MDEV-39219: buffer overflow in PROXY protocol v1 header parsing

[uwezkhan]

This fixes a buffer overflow issue in the PROXY protocol v1 header parsing.

The loop that reads the header could fill the entire buffer and then add a null terminator past the boundary, which leads to an off-by-one overflow.

I updated the loop condition to make sure there is always space left for the null terminator.

Also added a small check to handle cases where the connection closes early, so we don’t process incomplete data.

This change does not affect normal behavior, it just makes the parsing safer.

[CLAassistant]

Thank you for your submission! We really appreciate it. Like many open source projects, we ask that you sign our Contributor License Agreement before we can accept your contribution.

---

uwezkhan06 seems not to be a GitHub user. You need a GitHub account to be able to sign the CLA. If you have already a GitHub account, please add the email address used for this commit to your account.
_{You have signed the CLA already but the status is still pending? Let us recheck it.}

[gkodinov]

Thank you for your contribution! This is a preliminary review.

First of all: sign the CLA please: either pick BSD or MariaCLA.

Secondly: Please add a commit message to your commit that's compliant with MariaDB coding standards.

Thirdly: This is a bug. Find the lowest SUPPORTED version this is in and target that instead of main. I'd say 10.11.

And, last but not least: please add a test! There are regression tests for the proxy protocol. Extend these.

[uwezkhan]

Thanks for the review and guidance!

I’ve updated the patch to:

• use correct read semantics (pos += len)
• ensure safe buffer handling with full header support
• handle connection close safely during read

I’ve also added and registered a regression test for maximum header length in mysql_client_test.c.

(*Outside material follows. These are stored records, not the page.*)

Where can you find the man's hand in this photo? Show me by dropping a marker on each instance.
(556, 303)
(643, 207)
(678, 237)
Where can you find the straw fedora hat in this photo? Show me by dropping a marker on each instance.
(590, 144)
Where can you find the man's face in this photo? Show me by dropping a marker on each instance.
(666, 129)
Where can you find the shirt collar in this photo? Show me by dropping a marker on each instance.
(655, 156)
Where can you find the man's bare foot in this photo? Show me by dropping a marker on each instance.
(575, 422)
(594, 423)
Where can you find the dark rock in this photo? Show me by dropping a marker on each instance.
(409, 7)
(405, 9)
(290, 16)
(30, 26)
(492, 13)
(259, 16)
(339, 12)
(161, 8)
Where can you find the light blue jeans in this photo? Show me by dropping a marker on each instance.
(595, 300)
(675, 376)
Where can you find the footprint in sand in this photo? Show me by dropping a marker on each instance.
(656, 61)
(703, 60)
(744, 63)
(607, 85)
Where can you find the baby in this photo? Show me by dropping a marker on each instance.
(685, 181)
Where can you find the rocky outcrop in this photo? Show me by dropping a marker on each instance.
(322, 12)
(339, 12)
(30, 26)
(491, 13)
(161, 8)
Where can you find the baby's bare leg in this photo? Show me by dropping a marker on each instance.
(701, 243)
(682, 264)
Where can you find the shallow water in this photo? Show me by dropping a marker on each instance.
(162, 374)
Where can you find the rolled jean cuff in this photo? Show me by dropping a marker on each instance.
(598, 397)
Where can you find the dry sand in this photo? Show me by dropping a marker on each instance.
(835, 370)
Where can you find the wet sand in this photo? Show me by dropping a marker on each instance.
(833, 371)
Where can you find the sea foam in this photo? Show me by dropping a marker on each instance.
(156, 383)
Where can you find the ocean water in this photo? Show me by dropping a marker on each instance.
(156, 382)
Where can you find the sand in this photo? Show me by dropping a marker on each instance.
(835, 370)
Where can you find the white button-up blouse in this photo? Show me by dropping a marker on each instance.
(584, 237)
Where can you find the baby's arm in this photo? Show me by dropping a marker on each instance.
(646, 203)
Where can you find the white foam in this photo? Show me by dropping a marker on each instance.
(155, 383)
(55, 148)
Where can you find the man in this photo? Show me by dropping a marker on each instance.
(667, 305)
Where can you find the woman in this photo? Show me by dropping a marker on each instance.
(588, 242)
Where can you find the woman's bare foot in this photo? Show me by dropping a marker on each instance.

Please let me know if anything else needs adjustment.

[vaintroub]

There is a (arguably incorrect) error message from GCC
/home/buildbot/tests/mysql_client_test.c:20764:3: error: ISO C90 forbids mixed declarations and code [-Werror=declaration-after-statement]
20764 | const char *prefix = "PROXY TCP4 1.2.3.4 5.6.7.8 1234 5678";

eventhough we compile with C99, it still throughs this "ISO C90" warning, which turns to error in Linux debug compilation. Anyway, can you move that variable declaration at the start of the block, to fix the GCC.

[uwezkhan]

Thanks for pointing that out.

I’ve moved the variable declarations to the beginning of the function to comply with the C90-style requirement and avoid the GCC warning.

I’ve pushed the updated patch.

[gkodinov]

Thanks for working on this. I'll leave the finer points to the final reviewer.

Please:

• squash your commit into a single one
• rebase on 10.11
• Add a commit message to your commit that's compliant with the mariadb coding standards.